More Facts About Sleeping Sickness

  • In 1734, British naval surgeon John Atkins described the sudden onset of the disease: “The Sleepy Distemper…gives no other previous notice than a want of appetite two or three days before…” In its worst stages, Sleeping Sickness leads to coma, organ failure, and eventually death. Atkins also described that those who managed to avoid death were rendered “Ideot,” from the permanent damage to their brain.
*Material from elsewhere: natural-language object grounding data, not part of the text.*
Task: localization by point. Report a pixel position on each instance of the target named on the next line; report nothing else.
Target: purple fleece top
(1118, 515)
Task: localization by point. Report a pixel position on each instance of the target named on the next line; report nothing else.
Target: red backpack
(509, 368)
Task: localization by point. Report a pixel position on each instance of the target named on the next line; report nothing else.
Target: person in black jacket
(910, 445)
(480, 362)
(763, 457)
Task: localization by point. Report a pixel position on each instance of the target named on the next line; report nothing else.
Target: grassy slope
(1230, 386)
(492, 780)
  • Sleeping Sickness is a threat to over 60 million people living in 36 countries across sub-Saharan Africa. More than 48,000 people across Uganda and western Kenya died of it in 2008. Most cases now come out of the Democratic Republic of the Congo. In 1998, 40,000 cases were reported – but it’s estimated that 300,000 or more went undiagnosed and untreated.
  • Contrary to popular belief, Sleeping Sickness does not cause a person to sleep all the time. It does make them more apathetic and upends their sleep cycle. Those affected by Sleeping Sickness might sleep all day and be wide awake at night, or experience sudden bursts of sleep and wakefulness during the day.